LONDON (Reuters) - Crowdfunding websites helped companies and individuals worldwide raise $2.7 billion from members of the public in 2012, an 81 percent increase on the previous year, data showed on Monday.
As banks rein in lending due to tougher capital rules and greater regulatory scrutiny, crowdfunding, which originated in the United States as a way to raise money for creative projects, has expanded rapidly as an alternative source of finance.
Many websites now offer small investors the opportunity to earn interest from lending money either to individuals or small businesses, while others allow people to invest as little as 10 pounds ($15) in companies in return for an equity stake.
Interest in crowdfunding exploded after President Barack Obama signed the Jumpstart our Business Startups, or JOBS, act a year ago to legalize equity crowdfunding, subject to new rules being agreed by regulators.
The market is growing, though it still pales in comparison to bank lending to small-and-medium-sized firms, which in the UK alone stood at 28.7 billion pounds ($43.4 billion) in the first nine months of 2012 according to Bank of England data.
Worldwide crowdfunding volumes reached $2.66 billion in 2012, up from $1.47 billion the previous year, according to a survey by Massolution, a research and advisory firm specializing in the sector. That followed growth of 64 percent in 2011.
Massolution predicted $5.1 billion would be raised via crowdfunding platforms in 2013, with a greater shift towards funding new businesses and small firms rather than social projects, which are currently the most popular category.
North America accounts for the bulk of activity, with $1.6 billion raised there last year, a 105 percent increase on 2011.
One of the most highly publicized crowdfunded deals last year saw smartwatch maker Pebble Technology raise more than $10 million through U.S. site Kickstarter, 100 times its target.
Sites seeking donations for charity or funding for creative projects in return for non-financial rewards - such as merchandise, access to computer games, or autographed albums - raised a total of $1.4 billion, Massolution said.
Funds raised by lending sites increased 111 percent to $1.2 billion, while equity crowdfunding, the growth of which has been limited by regulation governing selling shares to the public, was the smallest chunk, providing $116 million.
As crowdfunding is relatively new, there is no data yet on failure rates or average returns on equity investments.
“It can be difficult to make returns investing in early stage businesses, but crowdfunding adds flexibility as it opens companies up to a broader base of investors who may not be investing solely for a return,” said Liam Collins, policy advisor at Nesta, a charity which promotes innovation.
Offering investors “rewards” on top of equity stakes can ease the pressure on companies to deliver returns, Collins added.

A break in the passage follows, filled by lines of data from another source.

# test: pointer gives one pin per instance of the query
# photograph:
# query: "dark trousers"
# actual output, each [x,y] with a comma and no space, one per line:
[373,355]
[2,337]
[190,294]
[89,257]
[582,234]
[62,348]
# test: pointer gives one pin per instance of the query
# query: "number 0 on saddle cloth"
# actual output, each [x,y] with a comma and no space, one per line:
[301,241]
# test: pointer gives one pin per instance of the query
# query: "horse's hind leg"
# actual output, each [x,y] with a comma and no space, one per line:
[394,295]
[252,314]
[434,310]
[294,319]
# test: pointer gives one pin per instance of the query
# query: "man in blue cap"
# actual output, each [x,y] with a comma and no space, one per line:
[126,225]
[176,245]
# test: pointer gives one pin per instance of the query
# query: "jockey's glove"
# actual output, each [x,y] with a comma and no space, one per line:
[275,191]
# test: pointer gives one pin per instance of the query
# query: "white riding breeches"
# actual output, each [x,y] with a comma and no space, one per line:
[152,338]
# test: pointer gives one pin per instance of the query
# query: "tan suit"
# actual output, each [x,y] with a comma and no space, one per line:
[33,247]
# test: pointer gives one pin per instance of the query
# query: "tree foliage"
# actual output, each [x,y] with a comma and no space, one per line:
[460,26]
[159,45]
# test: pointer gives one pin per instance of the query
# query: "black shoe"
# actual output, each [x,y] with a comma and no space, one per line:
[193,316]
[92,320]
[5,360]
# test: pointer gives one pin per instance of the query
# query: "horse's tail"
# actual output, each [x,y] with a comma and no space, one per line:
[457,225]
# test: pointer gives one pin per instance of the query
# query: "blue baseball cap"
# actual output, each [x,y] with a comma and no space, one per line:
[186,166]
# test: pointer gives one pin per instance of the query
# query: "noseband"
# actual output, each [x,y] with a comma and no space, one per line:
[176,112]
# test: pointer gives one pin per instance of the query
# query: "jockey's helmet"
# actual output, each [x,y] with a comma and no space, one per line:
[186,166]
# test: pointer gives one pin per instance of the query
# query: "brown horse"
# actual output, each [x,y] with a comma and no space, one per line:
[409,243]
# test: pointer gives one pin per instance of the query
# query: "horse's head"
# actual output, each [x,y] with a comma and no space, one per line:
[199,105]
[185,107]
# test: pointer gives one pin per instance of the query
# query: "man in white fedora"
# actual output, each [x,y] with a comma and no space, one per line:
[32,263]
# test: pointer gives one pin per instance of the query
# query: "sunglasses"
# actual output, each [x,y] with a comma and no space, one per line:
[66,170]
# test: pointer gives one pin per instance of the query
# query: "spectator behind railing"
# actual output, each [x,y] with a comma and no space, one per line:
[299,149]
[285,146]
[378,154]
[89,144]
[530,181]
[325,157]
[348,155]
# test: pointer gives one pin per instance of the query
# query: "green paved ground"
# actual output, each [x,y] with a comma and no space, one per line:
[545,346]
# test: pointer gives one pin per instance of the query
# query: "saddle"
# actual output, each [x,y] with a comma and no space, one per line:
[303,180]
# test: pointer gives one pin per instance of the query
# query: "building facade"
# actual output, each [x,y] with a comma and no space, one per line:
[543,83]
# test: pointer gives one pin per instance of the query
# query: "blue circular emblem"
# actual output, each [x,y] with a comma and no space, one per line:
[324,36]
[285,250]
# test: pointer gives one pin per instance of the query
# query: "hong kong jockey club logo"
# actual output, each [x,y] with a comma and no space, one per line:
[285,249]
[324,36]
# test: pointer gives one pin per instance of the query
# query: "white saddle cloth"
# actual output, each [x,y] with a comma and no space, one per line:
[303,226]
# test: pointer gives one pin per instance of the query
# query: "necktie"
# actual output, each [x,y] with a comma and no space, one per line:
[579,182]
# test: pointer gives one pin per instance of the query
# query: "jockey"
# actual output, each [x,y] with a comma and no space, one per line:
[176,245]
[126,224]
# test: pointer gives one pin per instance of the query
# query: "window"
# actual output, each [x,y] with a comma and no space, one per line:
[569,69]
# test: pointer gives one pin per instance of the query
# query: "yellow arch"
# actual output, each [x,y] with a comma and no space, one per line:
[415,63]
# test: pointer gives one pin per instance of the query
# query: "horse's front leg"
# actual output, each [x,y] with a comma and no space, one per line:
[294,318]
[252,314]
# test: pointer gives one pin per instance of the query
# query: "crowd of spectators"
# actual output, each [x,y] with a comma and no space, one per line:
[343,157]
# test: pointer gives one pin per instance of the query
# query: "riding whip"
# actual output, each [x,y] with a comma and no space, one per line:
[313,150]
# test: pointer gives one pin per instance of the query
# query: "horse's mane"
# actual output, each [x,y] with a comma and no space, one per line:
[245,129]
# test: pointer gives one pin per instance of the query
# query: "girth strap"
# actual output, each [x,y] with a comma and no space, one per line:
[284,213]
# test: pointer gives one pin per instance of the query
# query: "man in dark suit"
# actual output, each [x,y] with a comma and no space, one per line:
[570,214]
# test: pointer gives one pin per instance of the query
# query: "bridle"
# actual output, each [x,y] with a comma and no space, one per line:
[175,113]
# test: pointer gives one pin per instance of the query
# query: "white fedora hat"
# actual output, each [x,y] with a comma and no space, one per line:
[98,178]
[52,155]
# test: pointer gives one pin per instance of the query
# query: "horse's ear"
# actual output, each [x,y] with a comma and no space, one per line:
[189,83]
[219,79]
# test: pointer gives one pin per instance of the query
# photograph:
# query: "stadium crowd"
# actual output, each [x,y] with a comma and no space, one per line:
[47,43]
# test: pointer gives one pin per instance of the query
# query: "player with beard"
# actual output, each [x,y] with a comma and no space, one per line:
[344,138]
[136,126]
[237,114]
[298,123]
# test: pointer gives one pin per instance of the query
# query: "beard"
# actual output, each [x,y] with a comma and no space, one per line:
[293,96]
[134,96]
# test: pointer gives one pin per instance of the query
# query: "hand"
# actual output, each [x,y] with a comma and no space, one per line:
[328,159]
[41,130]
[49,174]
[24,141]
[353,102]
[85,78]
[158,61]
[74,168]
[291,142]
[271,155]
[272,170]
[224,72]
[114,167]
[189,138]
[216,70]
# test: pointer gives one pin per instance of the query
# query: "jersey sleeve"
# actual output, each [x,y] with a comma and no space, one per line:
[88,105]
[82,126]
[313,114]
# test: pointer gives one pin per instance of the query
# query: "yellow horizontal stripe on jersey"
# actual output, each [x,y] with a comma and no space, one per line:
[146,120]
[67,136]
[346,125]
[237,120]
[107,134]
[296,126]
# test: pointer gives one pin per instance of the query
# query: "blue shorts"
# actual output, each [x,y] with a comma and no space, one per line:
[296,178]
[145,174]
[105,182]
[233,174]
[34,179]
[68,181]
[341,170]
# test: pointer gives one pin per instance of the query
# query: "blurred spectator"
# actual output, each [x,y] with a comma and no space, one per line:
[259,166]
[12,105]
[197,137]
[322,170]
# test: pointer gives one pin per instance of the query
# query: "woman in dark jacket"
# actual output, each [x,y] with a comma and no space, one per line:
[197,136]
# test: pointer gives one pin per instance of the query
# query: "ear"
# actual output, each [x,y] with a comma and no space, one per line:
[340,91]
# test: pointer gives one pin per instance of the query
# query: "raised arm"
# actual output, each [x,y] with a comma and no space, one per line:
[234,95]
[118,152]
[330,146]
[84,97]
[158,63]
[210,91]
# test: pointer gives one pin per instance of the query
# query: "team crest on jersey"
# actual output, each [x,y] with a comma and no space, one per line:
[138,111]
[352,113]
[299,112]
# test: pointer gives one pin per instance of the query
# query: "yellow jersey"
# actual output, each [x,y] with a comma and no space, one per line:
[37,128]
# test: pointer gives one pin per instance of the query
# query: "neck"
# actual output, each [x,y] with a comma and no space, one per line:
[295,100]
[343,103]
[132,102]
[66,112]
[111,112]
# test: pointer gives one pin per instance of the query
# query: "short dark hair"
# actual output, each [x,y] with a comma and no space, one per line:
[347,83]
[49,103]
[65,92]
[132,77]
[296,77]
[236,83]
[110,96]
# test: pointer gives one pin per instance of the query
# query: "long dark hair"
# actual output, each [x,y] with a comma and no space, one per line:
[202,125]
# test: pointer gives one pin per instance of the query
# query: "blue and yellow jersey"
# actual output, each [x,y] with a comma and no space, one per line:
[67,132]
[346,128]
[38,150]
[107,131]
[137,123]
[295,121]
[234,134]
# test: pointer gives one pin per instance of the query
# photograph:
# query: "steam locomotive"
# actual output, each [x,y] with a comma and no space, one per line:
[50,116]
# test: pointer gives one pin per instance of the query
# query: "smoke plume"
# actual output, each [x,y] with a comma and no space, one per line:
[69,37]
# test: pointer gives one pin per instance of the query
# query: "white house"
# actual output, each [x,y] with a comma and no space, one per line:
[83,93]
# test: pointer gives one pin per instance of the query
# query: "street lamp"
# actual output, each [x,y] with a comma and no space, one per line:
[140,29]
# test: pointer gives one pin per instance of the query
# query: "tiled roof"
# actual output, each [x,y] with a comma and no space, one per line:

Generous tax breaks in Britain for investing in seed stage firms also make equity crowdfunding an attractive option.
There is no Europe-wide regulation in place specific to crowdfunding websites and the United States is in the process of drafting rules that would govern the sector.
Massolution estimates there are 813 crowdfunding platforms worldwide, either already active or planning to launch.
Wall Street’s industry-funded watchdog, the Financial Industry Regulatory Authority, is working with the Securities and Exchange Commission (SEC) to draft crowdfunding rules and has asked websites to voluntarily register with it as a first step.
The SEC needs to adopt rules before small businesses can sell securities to investors through crowdfunding.
“Equity crowdfunding has tons of potential but how regulators interpret it will be a big issue,” said Collins. “You will see a step change in the growth once regulation is introduced in the United States.”
Britain is also looking at how best to regulate the sector. Two equity crowdfunding sites, Crowdcube and Seedrs, have already been approved by the financial regulator, while lending sites will be regulated from April next year.